Closed byersiiasa closed 4 years ago

byersiiasa commented 4 years ago

Currently I don't find a way to pull from the server a whole database.

In a situation where all models report the same complete set of variables, then one could iterate through a list of models. But in cases where different models have reported different or incomplete sets, this isn't possible - Perhaps a whole new function would be best, like conn.query(model='*', variable='*', region='*')

A little similar to #137

byersiiasa commented 4 years ago

I will try a PR to edit the read_iiasa function, but for non-public dbs requires adding the credentials.

byersiiasa commented 4 years ago

Can someone (perhaps @zikolach or Peter Kolp), please check my branch. I've added the necessary fix to the read_iiasa function, but it is failing on something to do with sub-annual

Lines 344 and 361 of https://github.com/byersiiasa/pyam/blob/fix_read_iiasa/pyam/iiasa.py

df = pyam.read_iiasa('IXSE_AR6', user='byers', pw='*******')
INFO:root:You are connected to the IXSE_AR6 scenario explorer hosted by IIASA. If you use this data in any published format, please cite the data as provided in the explorer guidelines: https://data.ene.iiasa.ac.at/ar6-scenario-submission/#/about.
Traceback (most recent call last):

  File "<ipython-input-2-01a089b1c36c>", line 1, in <module>
    df = pyam.read_iiasa('IXSE_AR6', user='byers', pw='****')

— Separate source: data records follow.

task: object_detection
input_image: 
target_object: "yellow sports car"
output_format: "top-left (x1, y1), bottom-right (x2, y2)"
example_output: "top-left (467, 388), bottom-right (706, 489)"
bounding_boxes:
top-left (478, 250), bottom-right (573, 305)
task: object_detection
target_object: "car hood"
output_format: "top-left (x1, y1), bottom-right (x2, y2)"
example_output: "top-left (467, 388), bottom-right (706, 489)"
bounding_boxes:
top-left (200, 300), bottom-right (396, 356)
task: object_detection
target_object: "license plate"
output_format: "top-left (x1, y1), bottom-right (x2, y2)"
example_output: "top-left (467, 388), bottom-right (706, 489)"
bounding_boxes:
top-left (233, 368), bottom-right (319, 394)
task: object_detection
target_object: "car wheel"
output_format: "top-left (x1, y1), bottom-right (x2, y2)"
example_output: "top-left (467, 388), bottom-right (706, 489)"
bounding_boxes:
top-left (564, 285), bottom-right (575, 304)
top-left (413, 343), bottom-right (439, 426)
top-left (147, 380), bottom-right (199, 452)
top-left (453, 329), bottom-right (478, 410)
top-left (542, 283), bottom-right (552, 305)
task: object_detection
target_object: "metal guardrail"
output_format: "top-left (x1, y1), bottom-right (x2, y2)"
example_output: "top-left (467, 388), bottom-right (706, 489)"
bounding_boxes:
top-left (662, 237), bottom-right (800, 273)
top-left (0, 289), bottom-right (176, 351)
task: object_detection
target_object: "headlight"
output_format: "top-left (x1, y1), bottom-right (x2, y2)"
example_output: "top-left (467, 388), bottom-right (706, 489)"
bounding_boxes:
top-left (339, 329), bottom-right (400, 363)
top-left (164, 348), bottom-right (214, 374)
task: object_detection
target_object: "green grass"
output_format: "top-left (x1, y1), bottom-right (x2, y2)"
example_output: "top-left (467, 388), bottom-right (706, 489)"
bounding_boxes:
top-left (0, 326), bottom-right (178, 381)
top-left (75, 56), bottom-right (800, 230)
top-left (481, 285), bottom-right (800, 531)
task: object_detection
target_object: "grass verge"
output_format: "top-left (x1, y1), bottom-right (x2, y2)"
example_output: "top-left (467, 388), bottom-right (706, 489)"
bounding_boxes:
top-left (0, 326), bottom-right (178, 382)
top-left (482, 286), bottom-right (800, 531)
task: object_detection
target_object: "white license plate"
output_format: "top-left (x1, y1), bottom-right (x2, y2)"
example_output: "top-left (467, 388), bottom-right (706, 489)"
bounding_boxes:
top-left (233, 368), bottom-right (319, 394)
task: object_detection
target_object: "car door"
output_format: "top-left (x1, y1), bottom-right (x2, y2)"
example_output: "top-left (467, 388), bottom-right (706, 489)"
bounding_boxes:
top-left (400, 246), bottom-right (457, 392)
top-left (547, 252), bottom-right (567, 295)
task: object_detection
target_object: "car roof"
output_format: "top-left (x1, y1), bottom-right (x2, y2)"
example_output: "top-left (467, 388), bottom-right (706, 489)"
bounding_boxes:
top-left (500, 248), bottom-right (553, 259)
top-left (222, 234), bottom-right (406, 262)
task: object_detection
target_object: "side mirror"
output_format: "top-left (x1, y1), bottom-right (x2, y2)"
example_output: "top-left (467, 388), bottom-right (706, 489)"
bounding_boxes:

  File "c:\users\byers\src\pyam\pyam\iiasa.py", line 358, in read_iiasa
    df = conn.query(**kwargs)

  File "c:\users\byers\src\pyam\pyam\iiasa.py", line 328, in query
    if pd.Series([i in [-1, 'year'] for i in df.subannual]).all():

  File "C:\Users\byers\Continuum\Anaconda3\envs\pyamTV\lib\site-packages\pandas\core\generic.py", line 5180, in __getattr__
    return object.__getattribute__(self, name)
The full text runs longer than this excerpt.